Seit mehr als zwanzig Jahren war Newman mit öffentlichen Anschuldigungen und Verdächtigungen konfrontiert. Bisher hatte er sich nicht gegen solche Angriffe gewehrt, sondern sie im Geist der Buße ertragen. Er «überließ ihre Widerlegung der Zukunft, wenn persönliche Gefühle nicht mehr im Wege stehen würden und Schriftstücke ans Licht kämen, die einstweilen in Schränken eingeschlossen oder im Land verstreut waren» (S. 40). Die Vorwürfe, die jetzt gegen ihn erhoben wurden, waren jedoch anderer Art: Nun ging es nicht mehr bloß um seine Person, sondern um den ganzen katholischen Klerus. Deshalb drängte ihn sein Gewissen, rasch und entschieden zu handeln: «Selbst wenn ich es mit meiner Pflicht gegenüber meinem guten Namen für vereinbar gehalten hätte, solch eine vollständige Infragestellung meiner Moral ohne Antwort zu lassen, so hätte mir dies die Pflicht gegen meine Mitbrüder in der katholischen Priesterschaft verboten. Sie waren durch die frechen und eigensinnigen Angriffe dieses Schriftstellers vom ersten Wort der Zeitschrift bis zur letzten Seite der Schmähschrift mitbetroffen. Es war klar, meine Selbstverteidigung trug nicht mehr rein persönlichen Charakter – ich sollte meine bescheidenen Dienste einer heiligen Sache weihen. Ich erhob Protest im Namen einer großen Gemeinschaft von Menschen mit untadeligem Charakter, voll ehrlicher religiöser Gesinnung und zarten Ehrgefühls, die in dieser Welt ihren Platz und ihre Rechte haben, obwohl sie Diener der unsichtbaren Welt sind. Sie wurden […] von meinem Gegner nicht nur in meiner Person, sondern unmittelbar und ausdrücklich in ihrer eigenen angegriffen. Darum machte ich mich sofort an die Niederschrift der Apologia pro Vita Sua» (S. 44).

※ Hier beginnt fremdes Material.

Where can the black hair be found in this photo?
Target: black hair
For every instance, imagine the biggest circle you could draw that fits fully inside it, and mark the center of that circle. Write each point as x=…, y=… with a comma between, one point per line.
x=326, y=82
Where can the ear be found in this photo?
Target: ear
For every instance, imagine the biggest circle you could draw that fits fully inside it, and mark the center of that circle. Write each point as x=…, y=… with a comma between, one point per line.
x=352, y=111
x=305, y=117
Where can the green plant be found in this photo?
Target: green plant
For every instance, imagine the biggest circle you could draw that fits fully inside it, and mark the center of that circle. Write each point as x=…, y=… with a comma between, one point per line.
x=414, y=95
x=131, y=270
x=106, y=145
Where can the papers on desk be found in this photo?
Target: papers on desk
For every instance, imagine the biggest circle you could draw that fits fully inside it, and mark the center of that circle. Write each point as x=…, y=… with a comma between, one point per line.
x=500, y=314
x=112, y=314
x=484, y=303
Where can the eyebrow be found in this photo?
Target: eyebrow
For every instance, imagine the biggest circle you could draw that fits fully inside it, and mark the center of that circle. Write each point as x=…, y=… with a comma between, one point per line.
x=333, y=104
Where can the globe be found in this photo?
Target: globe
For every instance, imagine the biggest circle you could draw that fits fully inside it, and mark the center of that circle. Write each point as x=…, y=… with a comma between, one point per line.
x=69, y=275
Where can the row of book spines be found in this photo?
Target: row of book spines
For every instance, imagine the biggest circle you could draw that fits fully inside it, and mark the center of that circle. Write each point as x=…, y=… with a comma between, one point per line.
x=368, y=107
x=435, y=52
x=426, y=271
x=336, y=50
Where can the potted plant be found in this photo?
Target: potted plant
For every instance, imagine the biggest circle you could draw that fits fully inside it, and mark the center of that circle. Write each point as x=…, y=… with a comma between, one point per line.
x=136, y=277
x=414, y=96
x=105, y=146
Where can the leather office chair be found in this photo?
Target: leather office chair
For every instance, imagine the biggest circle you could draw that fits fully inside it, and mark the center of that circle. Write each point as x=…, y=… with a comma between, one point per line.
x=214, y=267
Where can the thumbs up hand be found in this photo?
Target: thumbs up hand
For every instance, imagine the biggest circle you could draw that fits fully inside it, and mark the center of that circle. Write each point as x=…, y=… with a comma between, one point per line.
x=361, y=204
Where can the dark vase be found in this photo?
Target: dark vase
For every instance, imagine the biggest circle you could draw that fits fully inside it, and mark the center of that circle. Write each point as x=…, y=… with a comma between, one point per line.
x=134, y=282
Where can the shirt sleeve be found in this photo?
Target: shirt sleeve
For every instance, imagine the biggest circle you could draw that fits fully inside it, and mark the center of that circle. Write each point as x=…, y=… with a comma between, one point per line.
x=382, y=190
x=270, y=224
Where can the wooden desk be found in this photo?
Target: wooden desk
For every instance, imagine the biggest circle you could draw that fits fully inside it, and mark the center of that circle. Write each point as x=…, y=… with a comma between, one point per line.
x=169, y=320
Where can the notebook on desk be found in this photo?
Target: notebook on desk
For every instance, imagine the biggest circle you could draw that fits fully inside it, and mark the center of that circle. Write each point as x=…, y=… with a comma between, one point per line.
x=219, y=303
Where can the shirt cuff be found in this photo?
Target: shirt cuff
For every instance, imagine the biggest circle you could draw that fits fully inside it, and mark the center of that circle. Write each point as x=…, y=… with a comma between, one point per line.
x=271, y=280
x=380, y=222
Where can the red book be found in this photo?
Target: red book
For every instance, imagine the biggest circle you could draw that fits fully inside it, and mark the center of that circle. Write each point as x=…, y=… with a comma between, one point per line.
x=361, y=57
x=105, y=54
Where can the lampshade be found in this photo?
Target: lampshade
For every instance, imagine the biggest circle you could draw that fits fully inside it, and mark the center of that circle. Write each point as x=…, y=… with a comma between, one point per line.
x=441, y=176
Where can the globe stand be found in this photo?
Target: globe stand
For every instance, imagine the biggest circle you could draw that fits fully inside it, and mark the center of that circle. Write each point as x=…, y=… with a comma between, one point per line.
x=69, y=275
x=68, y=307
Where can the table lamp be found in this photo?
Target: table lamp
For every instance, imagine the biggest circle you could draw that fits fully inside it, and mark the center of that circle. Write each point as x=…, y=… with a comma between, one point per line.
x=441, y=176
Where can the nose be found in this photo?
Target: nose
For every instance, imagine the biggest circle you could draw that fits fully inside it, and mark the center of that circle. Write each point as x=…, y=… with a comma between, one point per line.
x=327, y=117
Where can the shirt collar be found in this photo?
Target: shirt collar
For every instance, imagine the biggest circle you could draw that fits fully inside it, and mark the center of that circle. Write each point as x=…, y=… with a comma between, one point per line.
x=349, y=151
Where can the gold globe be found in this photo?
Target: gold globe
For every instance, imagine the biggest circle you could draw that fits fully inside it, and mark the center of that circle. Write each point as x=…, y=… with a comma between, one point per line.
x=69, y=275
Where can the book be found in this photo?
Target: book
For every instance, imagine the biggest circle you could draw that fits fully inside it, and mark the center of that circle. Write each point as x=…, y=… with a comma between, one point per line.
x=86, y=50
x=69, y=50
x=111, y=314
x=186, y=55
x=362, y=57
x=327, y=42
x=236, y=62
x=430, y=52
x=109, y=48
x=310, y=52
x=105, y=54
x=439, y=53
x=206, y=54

Von Mitte April bis Mitte Juni 1864 arbeitete Newman fast ohne Unterbrechung an diesem Werk. Der Band XXI seiner Letters and Diaries enthält ergreifende Briefe, die zeigen, wie sehr ihn diese Aufgabe in Beschlag nahm. Er arbeitete «von morgens bis abends», auch «während der Mahlzeiten», oft sechzehn Stunden am Tag. Aber nicht nur die Pflicht zum raschen Weiterkommen und die äußere Anstrengung des Schreibens, Verbesserns und Korrigierens lasteten auf ihm. Er wurde auch in die inneren Kämpfe seiner Lebensgeschichte zurückversetzt, sodass er in einem Brief gestand: «Mir kamen beständig die Tränen […]» (LD XXI, S. 103, 107). Ausgehend von vielen Dokumenten, die er aufbewahrt hatte, aufgrund der guten Zusammenarbeit zahlreicher Freunde sowie dank seines guten Gedächtnisses gelang es ihm, in kürzester Zeit die Geschichte seiner religiösen Überzeugungen im Detail zu rekonstruieren und auf Papier zu bringen. Acht Wochen lang erschien jeden Donnerstag ein Kapitel dieser Geschichte als Flugschrift. Mit einigen Kürzungen und Verbesserungen wurden die verschiedenen Teile dann zusammengefügt und als Buch herausgegeben.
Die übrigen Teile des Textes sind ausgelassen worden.